Commentary

FTC Investigates OpenAI Over Chatbot 'Hallucinations'

Artificial intelligence company OpenAI, already under scrutiny in Congress, is now facing a Federal Trade Commission investigation into the large language model ChatGPT and its ability to generate falsehoods.

The agency this week sent a 20-page letter to the company, demanding information about a host of topics, including how OpenAI handles fabrications, or “hallucinations,” by the chatbot, as well as how the company obtains and vets the data used to train the tool.

The FTC's letter to OpenAI, which was posted Thursday by The Washington Post, specifically asks whether OpenAI scraped training data from the web or purchased information from others, as well as how the company selected the training data.

Other questions focus on how OpenAI handles statements by ChatGPT about individuals -- including potentially defamatory statements.

“Describe in detail the extent to which you have taken steps to address or mitigate risks that your large language model products could generate statements about real individuals that are false, misleading or disparaging,” the FTC asks.

The FTC also posed some privacy-related questions -- including how OpenAI handles personal information in the data, and whether ChatGPT can “generate statements about individuals containing real, accurate personal information.”

The inquiry comes as a growing chorus of voices -- including lawmakers, consumer advocates and at least one business group -- are pushing for regulations governing artificial intelligence.

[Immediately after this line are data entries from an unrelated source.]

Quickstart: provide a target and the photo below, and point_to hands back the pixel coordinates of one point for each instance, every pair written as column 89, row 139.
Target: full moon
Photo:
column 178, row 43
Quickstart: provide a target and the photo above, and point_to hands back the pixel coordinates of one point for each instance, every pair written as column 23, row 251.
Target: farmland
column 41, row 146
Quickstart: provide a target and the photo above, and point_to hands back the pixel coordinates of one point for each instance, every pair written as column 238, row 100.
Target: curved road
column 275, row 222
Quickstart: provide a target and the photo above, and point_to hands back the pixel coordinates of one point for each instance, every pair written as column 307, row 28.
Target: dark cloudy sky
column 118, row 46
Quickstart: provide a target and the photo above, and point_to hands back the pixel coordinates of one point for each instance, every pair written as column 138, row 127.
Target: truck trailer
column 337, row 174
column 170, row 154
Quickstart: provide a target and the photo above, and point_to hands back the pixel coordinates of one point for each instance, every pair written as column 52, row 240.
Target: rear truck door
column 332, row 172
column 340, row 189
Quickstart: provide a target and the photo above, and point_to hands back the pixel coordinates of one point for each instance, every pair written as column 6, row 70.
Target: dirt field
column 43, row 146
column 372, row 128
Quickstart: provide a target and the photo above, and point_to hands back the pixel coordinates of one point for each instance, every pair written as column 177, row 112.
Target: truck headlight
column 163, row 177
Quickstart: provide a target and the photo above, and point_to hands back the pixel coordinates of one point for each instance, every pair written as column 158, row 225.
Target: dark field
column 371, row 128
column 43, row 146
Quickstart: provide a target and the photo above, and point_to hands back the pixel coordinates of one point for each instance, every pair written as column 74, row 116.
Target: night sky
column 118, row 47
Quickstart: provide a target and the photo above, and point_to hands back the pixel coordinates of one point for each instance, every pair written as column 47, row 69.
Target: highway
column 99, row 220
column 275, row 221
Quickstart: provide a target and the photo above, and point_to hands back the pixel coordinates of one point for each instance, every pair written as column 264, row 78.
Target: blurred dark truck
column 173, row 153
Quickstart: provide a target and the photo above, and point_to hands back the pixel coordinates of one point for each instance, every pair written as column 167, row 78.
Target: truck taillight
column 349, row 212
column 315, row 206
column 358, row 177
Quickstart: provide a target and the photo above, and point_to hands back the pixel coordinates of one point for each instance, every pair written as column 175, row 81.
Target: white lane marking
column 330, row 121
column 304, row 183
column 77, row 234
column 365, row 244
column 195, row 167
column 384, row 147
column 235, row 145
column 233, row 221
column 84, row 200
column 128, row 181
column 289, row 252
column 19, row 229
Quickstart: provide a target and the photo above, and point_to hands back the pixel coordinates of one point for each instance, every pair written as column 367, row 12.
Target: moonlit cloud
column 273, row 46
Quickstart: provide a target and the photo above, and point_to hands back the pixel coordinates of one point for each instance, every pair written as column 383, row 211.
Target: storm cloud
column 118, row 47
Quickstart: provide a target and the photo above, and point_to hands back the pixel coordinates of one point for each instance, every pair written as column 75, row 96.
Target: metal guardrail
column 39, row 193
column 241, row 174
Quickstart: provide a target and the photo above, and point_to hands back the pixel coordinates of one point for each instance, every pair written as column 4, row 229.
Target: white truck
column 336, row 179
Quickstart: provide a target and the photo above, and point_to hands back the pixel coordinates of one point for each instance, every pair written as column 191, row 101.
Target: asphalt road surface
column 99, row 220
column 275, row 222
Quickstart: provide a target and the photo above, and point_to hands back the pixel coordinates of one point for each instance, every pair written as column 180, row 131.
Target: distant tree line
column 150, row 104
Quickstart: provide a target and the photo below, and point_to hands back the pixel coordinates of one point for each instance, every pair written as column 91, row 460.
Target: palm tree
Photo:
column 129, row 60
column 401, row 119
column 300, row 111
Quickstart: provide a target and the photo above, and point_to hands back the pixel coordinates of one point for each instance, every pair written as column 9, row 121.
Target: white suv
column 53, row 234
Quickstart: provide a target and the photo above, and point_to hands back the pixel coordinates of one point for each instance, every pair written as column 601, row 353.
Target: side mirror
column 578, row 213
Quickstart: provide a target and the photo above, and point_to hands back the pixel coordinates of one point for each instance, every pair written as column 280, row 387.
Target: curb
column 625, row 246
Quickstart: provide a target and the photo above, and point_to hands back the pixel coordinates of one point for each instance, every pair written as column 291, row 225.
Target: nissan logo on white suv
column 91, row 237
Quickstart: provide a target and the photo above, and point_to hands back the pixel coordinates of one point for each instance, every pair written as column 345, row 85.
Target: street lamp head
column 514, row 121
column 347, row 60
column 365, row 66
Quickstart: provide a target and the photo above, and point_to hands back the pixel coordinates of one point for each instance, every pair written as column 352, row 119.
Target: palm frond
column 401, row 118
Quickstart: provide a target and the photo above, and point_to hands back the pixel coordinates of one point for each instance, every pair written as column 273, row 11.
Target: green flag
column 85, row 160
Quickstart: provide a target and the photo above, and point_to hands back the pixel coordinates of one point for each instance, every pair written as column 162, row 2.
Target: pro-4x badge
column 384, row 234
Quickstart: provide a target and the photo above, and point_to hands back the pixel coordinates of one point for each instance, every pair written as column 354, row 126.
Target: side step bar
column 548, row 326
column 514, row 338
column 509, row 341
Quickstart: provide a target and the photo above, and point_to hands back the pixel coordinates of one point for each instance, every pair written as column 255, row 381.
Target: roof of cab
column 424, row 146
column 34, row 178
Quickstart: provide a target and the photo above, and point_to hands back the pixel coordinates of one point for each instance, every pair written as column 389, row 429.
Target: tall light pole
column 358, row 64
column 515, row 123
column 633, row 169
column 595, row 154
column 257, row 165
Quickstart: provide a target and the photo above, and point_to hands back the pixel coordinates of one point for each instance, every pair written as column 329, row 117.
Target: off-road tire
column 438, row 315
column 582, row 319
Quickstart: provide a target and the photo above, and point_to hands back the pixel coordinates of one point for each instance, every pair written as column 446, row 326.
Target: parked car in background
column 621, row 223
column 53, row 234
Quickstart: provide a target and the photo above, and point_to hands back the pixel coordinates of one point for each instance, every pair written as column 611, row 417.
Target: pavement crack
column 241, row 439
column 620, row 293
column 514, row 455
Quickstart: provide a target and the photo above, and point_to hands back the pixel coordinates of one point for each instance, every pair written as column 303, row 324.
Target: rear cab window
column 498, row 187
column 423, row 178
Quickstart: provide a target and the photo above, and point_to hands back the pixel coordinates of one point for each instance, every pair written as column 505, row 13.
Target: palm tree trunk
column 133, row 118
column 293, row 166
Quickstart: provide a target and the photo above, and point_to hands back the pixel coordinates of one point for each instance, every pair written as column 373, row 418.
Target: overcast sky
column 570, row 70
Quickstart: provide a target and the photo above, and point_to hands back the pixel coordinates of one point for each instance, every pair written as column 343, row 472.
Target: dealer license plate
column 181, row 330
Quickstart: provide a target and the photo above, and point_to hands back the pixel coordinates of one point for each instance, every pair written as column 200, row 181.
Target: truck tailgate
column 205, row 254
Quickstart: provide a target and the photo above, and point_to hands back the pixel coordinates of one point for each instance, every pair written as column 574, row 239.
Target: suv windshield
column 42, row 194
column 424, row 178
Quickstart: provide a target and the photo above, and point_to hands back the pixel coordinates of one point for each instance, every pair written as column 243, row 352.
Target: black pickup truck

OpenAI has also been hit with lawsuits over copyright infringement, privacy and defamation.

In March, the advocacy group Center for AI and Digital Policy petitioned the FTC to halt further commercial releases of the newest version of the chatbot: GPT-4. The group said in its petition that the program is “biased, deceptive, and a risk to privacy and public safety.”

The group elaborated that the model can reinforce harmful stereotypes, enable hackers to develop malware, and make it easier for propagandists to generate “highly realistic, deceptive content.”

On July 10, the organization said in a supplemental filing that other countries including Canada, France, Italy, Germany, Spain, Australia and Japan have recently launched investigations of OpenAI and ChatGPT.

"The FTC must act now," that group wrote. "The longer the FTC delays, the more difficult it will be to establish necessary safeguards."